“Our logic says that what happens to you doesn’t matter to me, what happens to the world isn’t happening to me, but our hearts disagree. This logic contradicts our felt experience…what’s happening to children in Haiti…to child soldiers in Africa…to the whales…to the forest…that’s happening to me too. That’s something we can feel, that’s why it hurts when you see that photo of the sea bird drenched in oil…”
One of the biggest challenges in personal growth is one of bridging the gap between the logical/separate self and the connected self. The idea of the self as separate is essential for certain phases of our growth and structuring of identity. It’s what makes us distinct. And yet we are also the connected self. If we let one rule before the other, we can lose much of what we would otherwise give in connection. And yet if we never allow the heart’s own mind to have a say…we wither. The world withers and bombs explode. With the connected self, we recognize that on this day in 1945, we lost on levels unfathomable. And we continue to lose when we turn a blind eye on the murdering of innocents, piling up the death count into numbers well beyond what we encountered on 9/11 as we shake our heads, parsing words and labeling certain lives as expendable.

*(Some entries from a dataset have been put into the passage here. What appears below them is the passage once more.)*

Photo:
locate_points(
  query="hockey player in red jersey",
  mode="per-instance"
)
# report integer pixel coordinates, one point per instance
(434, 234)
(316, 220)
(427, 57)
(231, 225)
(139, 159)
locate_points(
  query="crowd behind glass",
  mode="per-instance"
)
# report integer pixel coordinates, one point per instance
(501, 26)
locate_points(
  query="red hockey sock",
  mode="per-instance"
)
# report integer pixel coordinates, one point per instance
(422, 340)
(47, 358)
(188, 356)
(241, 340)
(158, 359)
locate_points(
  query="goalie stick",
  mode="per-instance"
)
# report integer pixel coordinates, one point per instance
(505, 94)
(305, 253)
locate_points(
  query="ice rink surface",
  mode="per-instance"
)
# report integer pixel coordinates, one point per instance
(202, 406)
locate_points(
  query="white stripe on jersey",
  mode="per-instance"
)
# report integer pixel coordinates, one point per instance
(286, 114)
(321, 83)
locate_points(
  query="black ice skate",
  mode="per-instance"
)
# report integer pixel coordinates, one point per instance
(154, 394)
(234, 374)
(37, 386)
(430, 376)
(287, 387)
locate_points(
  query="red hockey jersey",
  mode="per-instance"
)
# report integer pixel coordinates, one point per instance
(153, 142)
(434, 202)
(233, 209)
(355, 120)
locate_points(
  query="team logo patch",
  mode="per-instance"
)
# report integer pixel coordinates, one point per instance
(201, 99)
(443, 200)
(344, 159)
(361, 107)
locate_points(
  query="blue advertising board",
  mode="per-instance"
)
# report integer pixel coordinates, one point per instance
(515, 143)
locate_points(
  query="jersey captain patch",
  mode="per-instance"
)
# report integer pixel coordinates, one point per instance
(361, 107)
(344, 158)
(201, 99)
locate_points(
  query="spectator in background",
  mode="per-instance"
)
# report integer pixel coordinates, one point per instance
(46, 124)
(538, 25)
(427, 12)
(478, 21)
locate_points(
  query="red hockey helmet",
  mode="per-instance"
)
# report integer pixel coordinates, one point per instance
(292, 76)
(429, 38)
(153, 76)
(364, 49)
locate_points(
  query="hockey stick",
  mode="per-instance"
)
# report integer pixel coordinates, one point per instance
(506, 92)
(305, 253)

So much we can make whole when we embrace the connected self while accepting the separateness that makes us unique. We get there by way of what Rilke beautifully describes as a ” …more human love (that will fulfill itself, infinitely considerate and gentle, and kind and clear in binding and releasing) will resemble that which we are preparing with struggle and toil, the love that consists in this, that two solitudes protect and border and salute each other.” [Letters to a Young Poet, pg 58-59]
It’s this protecting, bordering and saluting, honoring of each other as separate but precious, and connected and even as one whole expression revealing love itself (all of us, man, woman, child, animal, earth, sky, nature) which will preserve the very point of life itself. It’s that dance between unity and separateness whose only music is love’s best, a dance whose steps celebrate connection without destroying our distinctions and uniqueness.